Vertigo
Art Omi, Ghent, NY, July 6, 2024 - October 2026
What is set in motion by a double, a shadow image, a reenactment?
In their practice Kiyan Williams splits, cuts, twists, and tilts monumental forms, creating earthen ruins appearing in various states of suspended entropy. This exhibition brings together new and recent work that set the stage for a world thrown off balance. Vertigo (2024), reconfigures three neoclassical columns, collapsing the towering forms that evoke power and dominance. Removed from their function as structural support for government buildings, the columns stand off-axis and yet firmly rooted, as if toppled over during an extreme (weather) event.
The exhibition also features Ruins of Empire (2022), the artist's first large-scale sculpture, which appropriates the Statue of Freedom, a historic bronze that sits atop the U.S. Capitol Building in Washington D.C. In Williams’ recreation, the earthen sculpture sinks into the earth 15 degrees off-center. Wild plants grow abundantly around both pieces, with bees and bugs humming in the tall grass.
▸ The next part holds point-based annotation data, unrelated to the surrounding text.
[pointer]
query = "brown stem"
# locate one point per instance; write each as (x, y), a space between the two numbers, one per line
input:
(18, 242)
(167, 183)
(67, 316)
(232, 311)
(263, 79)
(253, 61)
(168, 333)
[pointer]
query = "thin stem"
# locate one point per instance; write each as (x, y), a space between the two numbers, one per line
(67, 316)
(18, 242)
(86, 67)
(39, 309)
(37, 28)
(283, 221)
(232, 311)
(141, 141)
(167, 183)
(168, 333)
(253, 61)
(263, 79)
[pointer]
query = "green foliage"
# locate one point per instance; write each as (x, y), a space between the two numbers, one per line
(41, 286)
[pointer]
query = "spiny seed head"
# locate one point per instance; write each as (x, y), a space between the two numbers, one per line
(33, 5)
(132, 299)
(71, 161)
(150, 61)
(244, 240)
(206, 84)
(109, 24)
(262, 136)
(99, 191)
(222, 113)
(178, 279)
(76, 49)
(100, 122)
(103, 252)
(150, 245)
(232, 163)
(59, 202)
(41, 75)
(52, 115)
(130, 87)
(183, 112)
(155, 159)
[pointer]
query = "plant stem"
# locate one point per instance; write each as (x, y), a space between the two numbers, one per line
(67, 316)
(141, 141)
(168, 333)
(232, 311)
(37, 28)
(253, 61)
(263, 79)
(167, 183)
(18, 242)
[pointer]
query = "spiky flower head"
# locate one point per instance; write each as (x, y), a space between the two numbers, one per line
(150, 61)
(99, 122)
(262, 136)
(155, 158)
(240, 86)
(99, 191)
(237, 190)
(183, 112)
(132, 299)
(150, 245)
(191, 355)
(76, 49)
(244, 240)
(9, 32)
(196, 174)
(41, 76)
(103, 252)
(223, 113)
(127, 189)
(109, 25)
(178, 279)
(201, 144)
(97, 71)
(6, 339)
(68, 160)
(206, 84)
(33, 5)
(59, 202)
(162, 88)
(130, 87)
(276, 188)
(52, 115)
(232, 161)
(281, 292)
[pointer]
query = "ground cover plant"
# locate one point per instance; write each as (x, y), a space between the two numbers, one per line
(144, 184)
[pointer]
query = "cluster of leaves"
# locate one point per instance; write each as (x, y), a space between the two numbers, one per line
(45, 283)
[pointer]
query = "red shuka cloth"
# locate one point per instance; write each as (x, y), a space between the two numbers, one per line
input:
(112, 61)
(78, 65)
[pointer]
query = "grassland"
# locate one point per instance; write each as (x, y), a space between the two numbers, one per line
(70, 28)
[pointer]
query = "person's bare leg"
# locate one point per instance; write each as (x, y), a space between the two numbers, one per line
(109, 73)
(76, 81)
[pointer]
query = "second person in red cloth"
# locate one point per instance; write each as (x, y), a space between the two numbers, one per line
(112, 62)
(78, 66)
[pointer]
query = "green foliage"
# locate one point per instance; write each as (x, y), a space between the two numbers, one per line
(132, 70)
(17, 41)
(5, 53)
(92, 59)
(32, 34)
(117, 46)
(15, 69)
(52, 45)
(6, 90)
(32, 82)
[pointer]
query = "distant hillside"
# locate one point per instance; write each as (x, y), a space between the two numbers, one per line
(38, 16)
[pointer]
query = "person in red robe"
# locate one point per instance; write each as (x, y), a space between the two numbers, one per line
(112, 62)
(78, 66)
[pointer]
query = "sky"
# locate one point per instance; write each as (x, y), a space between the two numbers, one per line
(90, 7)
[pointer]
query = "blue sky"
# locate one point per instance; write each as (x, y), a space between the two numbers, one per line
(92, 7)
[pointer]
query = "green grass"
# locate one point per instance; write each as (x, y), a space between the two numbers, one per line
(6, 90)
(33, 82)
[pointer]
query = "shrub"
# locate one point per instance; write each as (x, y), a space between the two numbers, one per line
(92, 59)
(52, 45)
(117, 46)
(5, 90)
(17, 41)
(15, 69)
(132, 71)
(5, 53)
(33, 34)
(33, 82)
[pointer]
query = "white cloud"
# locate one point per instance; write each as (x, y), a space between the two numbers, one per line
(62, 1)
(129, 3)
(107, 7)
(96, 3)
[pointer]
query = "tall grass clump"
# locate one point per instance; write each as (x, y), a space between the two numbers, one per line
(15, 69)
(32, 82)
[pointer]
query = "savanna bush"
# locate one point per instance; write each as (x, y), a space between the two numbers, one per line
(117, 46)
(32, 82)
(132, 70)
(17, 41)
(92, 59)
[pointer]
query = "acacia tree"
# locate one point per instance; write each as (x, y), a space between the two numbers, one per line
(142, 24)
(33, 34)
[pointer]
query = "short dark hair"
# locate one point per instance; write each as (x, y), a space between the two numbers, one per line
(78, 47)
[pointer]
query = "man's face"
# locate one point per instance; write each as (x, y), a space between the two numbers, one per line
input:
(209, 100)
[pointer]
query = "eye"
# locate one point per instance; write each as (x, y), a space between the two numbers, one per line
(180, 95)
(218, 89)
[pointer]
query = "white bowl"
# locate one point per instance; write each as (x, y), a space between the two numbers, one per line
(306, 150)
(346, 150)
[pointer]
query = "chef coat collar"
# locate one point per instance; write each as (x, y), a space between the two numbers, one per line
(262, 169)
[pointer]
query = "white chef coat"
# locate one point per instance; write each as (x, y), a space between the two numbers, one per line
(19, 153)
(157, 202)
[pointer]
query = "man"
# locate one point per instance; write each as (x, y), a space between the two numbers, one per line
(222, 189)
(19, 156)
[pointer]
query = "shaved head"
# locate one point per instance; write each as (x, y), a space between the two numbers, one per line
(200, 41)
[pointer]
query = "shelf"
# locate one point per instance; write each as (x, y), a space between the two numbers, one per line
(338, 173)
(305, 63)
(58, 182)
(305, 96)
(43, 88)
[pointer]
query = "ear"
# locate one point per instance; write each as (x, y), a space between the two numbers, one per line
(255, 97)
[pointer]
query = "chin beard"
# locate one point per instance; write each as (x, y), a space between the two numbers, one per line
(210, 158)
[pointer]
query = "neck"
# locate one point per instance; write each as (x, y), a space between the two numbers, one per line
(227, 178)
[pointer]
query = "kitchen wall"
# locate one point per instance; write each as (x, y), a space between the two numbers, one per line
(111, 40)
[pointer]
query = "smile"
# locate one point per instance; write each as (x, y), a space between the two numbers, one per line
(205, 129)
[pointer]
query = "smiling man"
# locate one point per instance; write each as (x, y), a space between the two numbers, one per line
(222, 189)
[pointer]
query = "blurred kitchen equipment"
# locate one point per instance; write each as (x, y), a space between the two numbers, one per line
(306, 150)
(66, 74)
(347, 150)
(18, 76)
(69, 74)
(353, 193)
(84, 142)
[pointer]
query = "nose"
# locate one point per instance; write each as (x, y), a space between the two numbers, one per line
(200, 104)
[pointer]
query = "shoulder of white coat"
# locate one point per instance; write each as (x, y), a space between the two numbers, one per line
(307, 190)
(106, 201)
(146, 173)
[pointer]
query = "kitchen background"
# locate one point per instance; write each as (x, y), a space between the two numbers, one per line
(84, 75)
In the installation, Williams has introduced amaranth, a resilient plant that flourishes even in the disturbed and nutrient-deprived soils of urban ruins, and is classified as a “noxious weed” by state and federal agencies because its potential to disrupt cash crops like cotton and corn.
Williams considers their public art works as collaborations with human and non-human forces that transform subtly within their environments. The sculptures' textured surface shifts in tone as a response to rain and heat; the tactile works are sensitive and responsive to the touch of elements. Set against a luscious landscape, the works in Vertigo evoke an archeological site from a speculative future where monumental forms and structures of power are remade and reclaimed by an entanglement of fugitive plant, insect, animal, human, and non-human life.
This exhibition is curated by Sara O’Keeffe, Senior Curator, with Guy Weltchek, Curatorial Assistant.